Freud atribuía esses desmandos ao indivíduo, defendendo a estrutura familiar. Freud acreditou piamente, ser o complexo de Édipo algo inerente ao homem de qualquer tempo e de qualquer lugar. Pensa bem, o complexo de Édipo é, na conceituação freudiana, o próprio nó essencial da família. Eu diria que o nó, o entrave está na tal natureza humana.
Freud não percebeu a profundidade de seu símbolo: o complexo de Édipo, esse apego indestrutível dos filhos aos pais, isto sim é a essência da família, de seu primitivismo, insolvência e tragédia e não do neurótico como pensava o pai da psicanálise. O culpado é o neurótico, mas a família está certa. Será? Eu defendo a ideia de que a família está errada.
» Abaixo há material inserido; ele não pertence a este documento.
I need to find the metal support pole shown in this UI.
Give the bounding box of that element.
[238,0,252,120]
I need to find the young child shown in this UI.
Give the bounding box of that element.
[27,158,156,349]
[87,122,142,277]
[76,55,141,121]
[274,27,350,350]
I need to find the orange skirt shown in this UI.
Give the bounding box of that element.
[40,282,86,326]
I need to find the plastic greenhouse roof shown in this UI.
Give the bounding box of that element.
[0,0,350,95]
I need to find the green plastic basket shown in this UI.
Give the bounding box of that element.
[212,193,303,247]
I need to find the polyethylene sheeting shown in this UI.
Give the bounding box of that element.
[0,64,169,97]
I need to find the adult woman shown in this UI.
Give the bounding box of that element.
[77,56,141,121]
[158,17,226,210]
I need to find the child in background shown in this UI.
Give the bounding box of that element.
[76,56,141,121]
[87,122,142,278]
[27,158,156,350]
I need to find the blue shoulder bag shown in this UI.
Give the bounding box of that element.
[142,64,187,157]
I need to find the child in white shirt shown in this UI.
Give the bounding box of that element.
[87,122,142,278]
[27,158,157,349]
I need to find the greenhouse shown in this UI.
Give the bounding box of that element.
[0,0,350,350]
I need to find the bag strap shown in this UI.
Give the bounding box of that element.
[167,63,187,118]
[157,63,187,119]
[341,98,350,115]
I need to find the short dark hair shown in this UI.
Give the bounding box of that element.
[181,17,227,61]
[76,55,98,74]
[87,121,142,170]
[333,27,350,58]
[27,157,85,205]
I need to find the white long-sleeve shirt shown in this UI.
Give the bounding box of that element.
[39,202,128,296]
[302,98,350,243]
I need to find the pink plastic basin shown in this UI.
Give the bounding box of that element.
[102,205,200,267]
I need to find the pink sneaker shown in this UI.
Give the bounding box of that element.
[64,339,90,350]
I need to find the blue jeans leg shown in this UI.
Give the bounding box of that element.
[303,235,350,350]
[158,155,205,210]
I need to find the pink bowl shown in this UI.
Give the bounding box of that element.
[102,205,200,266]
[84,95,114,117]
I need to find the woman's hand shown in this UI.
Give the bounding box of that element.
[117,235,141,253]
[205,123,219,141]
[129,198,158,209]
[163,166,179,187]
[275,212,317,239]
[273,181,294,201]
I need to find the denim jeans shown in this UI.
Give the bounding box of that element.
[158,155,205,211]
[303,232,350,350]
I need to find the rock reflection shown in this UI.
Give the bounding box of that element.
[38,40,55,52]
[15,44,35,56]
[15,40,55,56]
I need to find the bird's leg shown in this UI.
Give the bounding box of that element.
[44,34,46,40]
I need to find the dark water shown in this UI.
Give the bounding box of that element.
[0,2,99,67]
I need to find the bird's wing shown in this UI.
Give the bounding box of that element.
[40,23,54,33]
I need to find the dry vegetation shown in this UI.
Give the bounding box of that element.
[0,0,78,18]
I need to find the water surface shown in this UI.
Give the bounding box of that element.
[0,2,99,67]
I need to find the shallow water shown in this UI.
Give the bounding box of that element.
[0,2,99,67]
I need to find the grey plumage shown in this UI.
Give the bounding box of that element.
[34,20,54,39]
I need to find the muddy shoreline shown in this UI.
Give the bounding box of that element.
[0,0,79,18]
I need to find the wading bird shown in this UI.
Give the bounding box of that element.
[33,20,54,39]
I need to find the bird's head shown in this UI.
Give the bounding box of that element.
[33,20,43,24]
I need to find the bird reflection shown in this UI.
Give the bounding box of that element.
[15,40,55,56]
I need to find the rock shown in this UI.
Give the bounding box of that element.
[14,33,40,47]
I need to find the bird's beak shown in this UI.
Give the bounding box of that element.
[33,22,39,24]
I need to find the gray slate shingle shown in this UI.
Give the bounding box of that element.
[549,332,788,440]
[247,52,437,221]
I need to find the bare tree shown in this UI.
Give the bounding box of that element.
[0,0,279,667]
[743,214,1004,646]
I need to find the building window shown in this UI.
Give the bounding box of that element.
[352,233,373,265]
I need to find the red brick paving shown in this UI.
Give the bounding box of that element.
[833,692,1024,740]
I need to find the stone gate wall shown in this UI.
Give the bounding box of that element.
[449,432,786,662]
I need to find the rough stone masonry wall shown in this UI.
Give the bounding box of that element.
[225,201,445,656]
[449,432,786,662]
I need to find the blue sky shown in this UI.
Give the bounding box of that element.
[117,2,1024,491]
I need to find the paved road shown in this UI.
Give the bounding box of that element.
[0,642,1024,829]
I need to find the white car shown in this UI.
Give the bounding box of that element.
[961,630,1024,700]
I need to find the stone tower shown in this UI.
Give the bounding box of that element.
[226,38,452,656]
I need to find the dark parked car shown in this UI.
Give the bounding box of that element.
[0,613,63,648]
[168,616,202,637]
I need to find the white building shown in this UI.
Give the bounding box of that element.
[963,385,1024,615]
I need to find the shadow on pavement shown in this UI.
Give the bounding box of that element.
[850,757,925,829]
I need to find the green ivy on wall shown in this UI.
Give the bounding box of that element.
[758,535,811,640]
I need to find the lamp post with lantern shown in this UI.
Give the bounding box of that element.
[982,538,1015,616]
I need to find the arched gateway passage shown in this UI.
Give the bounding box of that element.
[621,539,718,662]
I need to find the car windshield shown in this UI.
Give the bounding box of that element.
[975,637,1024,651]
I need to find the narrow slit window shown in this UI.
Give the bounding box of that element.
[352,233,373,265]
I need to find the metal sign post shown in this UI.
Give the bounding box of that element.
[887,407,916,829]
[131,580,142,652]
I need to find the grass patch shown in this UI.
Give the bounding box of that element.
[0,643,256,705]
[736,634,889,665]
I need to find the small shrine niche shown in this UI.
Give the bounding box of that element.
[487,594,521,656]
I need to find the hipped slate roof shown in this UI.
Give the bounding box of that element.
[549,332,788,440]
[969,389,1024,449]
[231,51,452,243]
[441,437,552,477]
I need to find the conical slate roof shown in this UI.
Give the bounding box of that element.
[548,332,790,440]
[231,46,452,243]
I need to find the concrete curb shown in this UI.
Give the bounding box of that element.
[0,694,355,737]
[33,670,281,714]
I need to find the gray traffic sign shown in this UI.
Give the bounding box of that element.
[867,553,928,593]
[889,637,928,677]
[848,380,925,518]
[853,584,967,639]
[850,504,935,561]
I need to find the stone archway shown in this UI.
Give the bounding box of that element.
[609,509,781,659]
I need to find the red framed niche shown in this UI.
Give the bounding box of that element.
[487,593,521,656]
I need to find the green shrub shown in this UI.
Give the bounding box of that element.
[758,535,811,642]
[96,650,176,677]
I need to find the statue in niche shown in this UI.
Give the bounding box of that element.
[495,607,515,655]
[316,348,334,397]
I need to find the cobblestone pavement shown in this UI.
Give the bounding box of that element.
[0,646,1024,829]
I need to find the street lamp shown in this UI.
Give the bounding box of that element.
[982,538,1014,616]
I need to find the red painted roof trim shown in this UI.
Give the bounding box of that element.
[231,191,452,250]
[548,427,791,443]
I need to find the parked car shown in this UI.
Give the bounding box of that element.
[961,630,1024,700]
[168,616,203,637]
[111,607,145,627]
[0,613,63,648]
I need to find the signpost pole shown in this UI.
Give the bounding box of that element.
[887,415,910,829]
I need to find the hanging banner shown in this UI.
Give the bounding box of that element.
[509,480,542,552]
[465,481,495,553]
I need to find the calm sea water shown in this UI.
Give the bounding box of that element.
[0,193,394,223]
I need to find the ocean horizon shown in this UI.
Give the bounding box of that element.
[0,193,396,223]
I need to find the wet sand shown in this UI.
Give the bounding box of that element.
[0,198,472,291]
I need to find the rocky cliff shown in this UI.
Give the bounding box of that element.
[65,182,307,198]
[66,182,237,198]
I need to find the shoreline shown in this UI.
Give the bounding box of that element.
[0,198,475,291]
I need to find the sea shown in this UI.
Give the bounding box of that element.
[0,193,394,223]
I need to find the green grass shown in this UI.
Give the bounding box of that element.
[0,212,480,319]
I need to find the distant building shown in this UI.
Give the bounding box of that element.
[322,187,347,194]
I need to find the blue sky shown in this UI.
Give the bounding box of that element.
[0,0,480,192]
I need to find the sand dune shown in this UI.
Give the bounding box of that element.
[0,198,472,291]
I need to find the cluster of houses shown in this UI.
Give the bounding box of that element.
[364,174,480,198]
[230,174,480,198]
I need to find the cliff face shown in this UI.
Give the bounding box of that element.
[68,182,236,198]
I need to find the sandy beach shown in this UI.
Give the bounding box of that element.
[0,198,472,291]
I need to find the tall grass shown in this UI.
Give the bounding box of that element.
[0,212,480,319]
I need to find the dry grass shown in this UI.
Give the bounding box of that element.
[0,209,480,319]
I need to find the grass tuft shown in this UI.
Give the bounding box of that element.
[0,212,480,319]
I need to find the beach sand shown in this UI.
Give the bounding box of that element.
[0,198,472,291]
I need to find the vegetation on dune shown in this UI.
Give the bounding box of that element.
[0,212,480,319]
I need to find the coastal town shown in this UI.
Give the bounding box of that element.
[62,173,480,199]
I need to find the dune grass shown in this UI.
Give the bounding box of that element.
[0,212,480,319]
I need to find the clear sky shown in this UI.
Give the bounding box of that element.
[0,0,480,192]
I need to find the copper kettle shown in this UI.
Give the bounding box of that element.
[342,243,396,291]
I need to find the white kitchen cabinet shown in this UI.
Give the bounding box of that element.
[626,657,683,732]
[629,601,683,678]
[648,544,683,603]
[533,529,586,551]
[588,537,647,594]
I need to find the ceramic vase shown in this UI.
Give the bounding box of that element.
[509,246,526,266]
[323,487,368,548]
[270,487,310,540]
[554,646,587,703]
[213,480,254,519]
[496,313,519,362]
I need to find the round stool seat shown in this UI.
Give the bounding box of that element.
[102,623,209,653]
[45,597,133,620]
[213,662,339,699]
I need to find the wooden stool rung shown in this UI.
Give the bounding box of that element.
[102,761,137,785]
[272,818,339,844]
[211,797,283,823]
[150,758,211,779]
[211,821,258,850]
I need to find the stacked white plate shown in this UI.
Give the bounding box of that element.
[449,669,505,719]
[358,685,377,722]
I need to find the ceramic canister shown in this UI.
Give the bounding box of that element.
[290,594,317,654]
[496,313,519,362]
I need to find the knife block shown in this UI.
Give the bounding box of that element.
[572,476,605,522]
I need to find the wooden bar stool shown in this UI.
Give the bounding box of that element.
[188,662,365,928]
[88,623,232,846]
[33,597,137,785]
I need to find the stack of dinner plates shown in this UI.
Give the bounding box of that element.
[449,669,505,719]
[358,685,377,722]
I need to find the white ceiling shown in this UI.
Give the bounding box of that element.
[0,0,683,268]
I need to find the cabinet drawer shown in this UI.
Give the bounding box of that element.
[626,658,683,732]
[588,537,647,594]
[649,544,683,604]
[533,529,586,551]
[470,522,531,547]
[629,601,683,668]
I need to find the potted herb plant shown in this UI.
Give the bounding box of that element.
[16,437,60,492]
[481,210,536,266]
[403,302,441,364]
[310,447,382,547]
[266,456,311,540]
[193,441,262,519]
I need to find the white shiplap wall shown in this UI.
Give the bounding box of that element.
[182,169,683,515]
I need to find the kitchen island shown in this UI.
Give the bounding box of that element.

Vou explicar porque. Considerando que geralmente os filhos aguentam dos pais sermões, reprovações, xingo e ordens que não aceitariam de nenhum estranho, por outro lado, os pais aceitam dos filhos, eventualmente, maus tratos, desprezos, ingratidão ou, em sentido oposto, fazem pelos filhos o que não fariam por mais ninguém. Assim como marido e esposa fazem e falam coisas horríveis um contra o outro, e aguentam um do outro aquilo que jamais ousariam fazer com um amigo ou uma amiga. Fazem o que jamais ousariam pensar em fazer com um estranho. No entanto, esse modo de proceder da família é inteiramente abençoado pela tradição e pelos costumes sociais. Se os familiares se tratassem como estranhos, a família seria uma coisa mais decente do que é. Se a família a fim de justificar a própria falta de educação, grosseria e incapacidade, não apelasse para seus títulos oficiais de pai, de mãe ou de filho, achando que tem o direito de explorar um ao outro, os membros dessa família procederiam um diante do outro com mais decência, com maior senso de justiça, cultivando um com outro uma preciosa reciprocidade responsável. Em qualquer site de relacionamento dos jovens adolescentes, com raras exceções, não é comum encontrar fotos dos familiares ou dos pais, por que será? Seria vergonha da própria família?
Portanto, somos todos treinados a aguentar e a exigir absurdos no ambiente familiar. Continuamos a vida inteira exigindo e aguentando absurdos. Se a família não é origem de todos os males, ela é com certeza a transmissora dos males adquiridos, a fiel guardiã das deformações tradicionais e a principal responsável pela continuação da inconsciência e da irresponsabilidade de todos em relação a todos. Assim como o casamento é antiafrodisíaco, a família é antissocial.